— Никак. Москва деньги любит, а у меня их нет. И не предвидится в обозримом будущем. Только я не привык себя ограничивать.
— А я надеялась, что ты женишься на москвичке, корни пустишь, деток заведешь. Хоть на старости лет с малышами понянчиться.
— Неужели свои не надоели?
— Что значит «свои»? Детдомовские, что ли? Да какие же они свои-то? Они для меня невыносимее чужих, потому как надоели хуже горькой редьки. Давно бы на пенсию ушла, да жалко такое хлебное место оставлять. Сколько я уже с него поимела в надежде, что тебе помогаю. Однако деньги эти, как я понимаю, для тебя лишь капля в море? Может, тебе и в самом деле жениться?

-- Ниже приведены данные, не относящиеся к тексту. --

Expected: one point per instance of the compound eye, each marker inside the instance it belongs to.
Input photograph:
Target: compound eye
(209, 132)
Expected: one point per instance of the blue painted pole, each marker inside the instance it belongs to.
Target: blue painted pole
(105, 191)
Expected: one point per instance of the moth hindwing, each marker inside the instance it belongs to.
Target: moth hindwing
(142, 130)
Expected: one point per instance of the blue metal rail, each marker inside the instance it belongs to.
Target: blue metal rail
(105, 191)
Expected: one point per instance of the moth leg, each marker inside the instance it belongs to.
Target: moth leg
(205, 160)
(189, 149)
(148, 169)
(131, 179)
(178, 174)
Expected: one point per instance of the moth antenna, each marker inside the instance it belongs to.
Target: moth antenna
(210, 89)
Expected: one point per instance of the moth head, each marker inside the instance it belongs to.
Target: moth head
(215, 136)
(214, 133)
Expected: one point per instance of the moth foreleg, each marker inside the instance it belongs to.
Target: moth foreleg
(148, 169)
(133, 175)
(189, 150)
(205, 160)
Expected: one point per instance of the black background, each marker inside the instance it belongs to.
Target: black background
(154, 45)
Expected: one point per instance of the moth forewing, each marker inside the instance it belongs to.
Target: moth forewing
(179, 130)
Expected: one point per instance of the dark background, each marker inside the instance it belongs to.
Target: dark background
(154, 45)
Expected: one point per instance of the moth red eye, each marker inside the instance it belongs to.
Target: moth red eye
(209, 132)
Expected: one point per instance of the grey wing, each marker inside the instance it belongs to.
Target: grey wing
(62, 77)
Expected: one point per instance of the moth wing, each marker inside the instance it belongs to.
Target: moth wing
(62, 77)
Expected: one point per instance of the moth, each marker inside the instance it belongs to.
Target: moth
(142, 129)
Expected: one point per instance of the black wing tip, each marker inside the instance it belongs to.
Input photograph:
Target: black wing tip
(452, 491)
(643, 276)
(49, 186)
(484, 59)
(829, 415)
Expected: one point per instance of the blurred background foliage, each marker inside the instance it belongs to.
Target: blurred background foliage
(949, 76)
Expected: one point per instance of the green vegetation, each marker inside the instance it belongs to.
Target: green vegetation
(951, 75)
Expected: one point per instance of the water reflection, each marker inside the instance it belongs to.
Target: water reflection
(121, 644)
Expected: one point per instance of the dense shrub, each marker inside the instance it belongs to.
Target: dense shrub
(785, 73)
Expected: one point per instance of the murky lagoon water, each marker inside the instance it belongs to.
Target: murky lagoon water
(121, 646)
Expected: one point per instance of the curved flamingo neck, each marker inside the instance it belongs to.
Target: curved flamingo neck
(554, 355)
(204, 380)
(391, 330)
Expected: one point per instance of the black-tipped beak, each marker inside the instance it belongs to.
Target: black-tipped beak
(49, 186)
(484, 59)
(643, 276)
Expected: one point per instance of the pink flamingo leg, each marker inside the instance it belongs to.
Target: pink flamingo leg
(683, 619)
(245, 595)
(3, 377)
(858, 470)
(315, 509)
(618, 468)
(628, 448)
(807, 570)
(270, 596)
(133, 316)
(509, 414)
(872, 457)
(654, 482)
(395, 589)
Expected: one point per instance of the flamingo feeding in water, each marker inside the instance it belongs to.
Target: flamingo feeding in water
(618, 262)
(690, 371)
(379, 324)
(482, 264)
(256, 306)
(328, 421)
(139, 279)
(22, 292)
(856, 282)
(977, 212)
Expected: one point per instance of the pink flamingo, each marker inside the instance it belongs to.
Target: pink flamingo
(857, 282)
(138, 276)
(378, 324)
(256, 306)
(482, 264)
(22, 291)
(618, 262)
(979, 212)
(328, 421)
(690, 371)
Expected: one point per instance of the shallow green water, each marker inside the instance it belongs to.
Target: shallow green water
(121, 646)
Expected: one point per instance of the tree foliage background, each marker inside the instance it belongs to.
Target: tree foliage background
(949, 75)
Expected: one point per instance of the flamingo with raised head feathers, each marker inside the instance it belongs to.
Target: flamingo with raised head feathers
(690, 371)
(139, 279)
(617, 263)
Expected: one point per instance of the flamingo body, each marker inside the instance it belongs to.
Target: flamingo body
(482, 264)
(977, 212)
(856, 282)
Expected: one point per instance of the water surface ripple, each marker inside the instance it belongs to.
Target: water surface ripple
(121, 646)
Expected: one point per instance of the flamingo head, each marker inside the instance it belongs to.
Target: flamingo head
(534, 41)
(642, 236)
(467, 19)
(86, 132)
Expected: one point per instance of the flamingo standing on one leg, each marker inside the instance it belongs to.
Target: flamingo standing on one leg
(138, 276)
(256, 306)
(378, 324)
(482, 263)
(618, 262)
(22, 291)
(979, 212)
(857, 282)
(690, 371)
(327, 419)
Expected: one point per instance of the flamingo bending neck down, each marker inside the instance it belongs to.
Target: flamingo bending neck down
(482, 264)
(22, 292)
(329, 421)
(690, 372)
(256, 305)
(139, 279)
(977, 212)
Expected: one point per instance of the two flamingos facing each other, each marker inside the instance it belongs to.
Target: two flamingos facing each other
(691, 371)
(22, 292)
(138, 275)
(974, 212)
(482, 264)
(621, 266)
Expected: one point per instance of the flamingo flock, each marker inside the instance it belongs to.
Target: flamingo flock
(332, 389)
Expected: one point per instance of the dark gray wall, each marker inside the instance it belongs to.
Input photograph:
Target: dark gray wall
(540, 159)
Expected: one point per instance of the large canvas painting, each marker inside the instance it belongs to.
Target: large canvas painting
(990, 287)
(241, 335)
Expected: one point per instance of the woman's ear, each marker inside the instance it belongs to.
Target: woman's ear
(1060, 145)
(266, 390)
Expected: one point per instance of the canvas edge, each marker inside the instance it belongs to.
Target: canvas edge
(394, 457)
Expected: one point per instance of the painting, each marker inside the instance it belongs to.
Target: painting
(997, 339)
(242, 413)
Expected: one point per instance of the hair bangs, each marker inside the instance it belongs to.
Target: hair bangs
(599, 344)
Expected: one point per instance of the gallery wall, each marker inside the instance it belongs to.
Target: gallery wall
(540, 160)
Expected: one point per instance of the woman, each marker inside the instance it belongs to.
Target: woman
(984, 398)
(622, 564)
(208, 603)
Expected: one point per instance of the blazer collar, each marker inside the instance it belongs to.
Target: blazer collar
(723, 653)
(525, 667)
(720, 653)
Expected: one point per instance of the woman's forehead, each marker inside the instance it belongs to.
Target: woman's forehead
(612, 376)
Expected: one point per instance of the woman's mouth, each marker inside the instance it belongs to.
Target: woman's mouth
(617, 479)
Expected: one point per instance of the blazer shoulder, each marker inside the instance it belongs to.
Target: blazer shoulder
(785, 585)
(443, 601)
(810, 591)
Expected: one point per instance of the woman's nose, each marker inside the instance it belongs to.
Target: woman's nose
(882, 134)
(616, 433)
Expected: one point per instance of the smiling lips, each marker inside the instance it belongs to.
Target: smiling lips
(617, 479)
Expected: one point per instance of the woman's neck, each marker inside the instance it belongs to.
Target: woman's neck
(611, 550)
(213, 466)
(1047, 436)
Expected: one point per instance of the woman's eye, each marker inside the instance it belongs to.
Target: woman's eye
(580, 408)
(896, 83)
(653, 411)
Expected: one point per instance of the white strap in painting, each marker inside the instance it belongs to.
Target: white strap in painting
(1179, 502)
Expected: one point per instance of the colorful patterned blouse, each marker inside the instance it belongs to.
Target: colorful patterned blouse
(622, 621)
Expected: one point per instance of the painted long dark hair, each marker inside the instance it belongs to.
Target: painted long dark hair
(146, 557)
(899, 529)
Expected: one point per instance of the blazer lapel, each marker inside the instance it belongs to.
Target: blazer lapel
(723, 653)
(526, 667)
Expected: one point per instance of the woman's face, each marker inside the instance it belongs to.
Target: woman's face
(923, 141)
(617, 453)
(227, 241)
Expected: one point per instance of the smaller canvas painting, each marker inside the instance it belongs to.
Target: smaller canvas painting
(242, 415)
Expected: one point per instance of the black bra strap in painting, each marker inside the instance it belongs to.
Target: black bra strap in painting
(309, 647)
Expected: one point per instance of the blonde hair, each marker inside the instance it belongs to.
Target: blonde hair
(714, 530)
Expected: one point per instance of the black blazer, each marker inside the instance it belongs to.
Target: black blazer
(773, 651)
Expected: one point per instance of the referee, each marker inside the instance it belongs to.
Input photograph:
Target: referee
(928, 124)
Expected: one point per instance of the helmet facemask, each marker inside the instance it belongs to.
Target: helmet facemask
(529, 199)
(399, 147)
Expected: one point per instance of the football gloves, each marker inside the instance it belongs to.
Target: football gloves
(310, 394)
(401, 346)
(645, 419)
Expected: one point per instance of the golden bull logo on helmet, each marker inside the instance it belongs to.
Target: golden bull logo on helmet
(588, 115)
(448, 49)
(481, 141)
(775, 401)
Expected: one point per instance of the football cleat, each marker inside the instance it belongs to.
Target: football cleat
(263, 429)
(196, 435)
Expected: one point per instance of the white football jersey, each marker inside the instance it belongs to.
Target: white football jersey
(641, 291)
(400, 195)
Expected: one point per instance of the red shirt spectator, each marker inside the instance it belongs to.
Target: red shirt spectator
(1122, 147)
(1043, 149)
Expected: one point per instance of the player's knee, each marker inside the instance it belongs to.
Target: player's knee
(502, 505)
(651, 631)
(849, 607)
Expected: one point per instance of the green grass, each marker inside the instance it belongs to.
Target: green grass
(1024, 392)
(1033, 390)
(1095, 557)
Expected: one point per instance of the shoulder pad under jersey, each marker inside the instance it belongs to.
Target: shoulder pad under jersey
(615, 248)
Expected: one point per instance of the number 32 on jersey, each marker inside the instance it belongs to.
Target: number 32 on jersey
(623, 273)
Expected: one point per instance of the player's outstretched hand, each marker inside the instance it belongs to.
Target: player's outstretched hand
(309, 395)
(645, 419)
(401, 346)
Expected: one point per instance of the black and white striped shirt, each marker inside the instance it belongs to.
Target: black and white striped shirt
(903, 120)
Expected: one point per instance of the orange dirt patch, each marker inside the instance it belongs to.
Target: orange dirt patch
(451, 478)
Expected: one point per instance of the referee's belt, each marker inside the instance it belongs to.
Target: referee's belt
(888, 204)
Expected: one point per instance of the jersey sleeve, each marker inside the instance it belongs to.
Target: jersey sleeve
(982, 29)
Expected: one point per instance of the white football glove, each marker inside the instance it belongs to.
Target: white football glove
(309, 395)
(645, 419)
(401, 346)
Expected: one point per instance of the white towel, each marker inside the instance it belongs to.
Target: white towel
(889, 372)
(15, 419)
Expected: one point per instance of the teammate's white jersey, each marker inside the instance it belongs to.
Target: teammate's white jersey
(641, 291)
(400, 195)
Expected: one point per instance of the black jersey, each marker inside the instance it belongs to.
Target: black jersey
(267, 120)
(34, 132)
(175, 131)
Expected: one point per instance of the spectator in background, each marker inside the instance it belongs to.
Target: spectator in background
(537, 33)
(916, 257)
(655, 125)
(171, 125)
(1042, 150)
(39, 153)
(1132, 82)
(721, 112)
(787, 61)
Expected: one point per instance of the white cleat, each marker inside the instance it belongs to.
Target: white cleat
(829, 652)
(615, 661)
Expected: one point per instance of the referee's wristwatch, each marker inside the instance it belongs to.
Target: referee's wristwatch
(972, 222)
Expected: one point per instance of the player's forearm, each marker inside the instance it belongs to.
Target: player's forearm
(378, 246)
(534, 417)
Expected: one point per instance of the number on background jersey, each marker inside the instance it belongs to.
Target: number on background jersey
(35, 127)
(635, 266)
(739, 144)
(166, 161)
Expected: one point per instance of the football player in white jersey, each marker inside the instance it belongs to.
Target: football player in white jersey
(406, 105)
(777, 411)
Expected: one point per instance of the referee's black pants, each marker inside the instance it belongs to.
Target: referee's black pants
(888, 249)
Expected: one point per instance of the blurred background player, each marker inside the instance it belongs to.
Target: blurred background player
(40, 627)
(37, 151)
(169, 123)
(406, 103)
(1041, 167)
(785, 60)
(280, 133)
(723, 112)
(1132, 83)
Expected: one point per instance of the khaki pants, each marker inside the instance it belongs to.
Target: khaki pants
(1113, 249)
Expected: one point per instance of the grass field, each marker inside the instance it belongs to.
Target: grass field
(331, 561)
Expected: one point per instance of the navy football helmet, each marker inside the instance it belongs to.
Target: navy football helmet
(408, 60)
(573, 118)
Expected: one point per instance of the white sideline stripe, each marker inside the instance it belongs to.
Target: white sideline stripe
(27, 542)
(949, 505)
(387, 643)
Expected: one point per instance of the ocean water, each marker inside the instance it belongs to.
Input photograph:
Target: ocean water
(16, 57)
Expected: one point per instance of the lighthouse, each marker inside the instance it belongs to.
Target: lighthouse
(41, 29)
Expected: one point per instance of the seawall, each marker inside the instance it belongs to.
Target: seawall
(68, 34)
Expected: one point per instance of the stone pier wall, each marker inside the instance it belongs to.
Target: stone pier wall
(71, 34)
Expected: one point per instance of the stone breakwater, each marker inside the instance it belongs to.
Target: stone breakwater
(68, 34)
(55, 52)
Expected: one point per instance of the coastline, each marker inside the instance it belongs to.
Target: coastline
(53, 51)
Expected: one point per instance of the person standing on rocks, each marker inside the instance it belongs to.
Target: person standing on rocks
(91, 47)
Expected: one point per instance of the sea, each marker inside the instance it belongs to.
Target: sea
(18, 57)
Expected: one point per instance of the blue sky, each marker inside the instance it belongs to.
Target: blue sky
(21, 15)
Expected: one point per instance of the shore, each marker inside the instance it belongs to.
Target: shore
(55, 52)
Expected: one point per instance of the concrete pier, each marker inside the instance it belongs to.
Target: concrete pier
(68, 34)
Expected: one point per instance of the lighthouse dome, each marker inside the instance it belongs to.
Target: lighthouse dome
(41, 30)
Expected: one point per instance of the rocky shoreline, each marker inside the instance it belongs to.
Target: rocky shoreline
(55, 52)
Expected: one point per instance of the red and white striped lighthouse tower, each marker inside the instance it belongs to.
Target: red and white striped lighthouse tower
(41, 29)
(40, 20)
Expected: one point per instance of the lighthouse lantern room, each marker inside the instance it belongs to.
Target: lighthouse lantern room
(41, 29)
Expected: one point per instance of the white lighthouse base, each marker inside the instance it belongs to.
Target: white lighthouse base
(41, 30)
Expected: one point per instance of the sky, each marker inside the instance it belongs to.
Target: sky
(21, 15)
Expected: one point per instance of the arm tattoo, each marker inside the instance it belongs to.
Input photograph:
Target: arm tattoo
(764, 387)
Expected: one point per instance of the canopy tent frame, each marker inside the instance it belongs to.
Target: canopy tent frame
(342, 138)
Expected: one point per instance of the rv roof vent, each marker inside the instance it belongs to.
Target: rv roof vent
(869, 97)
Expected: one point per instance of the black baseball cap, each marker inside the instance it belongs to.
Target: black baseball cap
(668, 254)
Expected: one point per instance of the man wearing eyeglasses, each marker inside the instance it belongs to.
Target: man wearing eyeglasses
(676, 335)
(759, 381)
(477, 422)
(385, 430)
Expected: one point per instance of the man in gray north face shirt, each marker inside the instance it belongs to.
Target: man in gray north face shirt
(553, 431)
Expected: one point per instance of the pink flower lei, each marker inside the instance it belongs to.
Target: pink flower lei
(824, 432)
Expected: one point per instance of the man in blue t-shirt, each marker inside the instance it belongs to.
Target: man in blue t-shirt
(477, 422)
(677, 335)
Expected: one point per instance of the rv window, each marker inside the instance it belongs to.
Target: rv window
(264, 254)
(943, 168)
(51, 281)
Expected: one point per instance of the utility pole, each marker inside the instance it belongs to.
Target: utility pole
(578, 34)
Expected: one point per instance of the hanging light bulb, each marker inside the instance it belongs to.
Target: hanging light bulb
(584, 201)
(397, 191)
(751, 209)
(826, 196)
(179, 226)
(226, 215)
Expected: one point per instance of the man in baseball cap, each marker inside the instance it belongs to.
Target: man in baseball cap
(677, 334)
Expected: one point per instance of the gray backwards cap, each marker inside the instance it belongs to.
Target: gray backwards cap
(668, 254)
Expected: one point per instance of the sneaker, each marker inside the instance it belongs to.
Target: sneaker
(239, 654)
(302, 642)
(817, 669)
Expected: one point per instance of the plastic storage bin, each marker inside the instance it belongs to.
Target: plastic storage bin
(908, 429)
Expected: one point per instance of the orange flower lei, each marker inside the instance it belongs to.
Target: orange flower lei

— Нищету плодить? У тебя не получилось обеспечить меня на всю оставшуюся жизнь, так ты хочешь, чтобы я повторял твои ошибки? К тому же, если бы пределом моих мечтаний был обычный набор из трешки, машины и дачи с довеском в виде более-менее богатенького тестя, я бы женился. Но это же скука смертная — быть примаком, а потому и вечным должником! Да и характер у москвичек несносный. К тому же сейчас все девки возомнили о себе невесть что: миллионеров им, видите ли, подавай, на меньшее они не согласны! Если видят, что тебе далеко до миллионера, нос воротят, сучки корыстные.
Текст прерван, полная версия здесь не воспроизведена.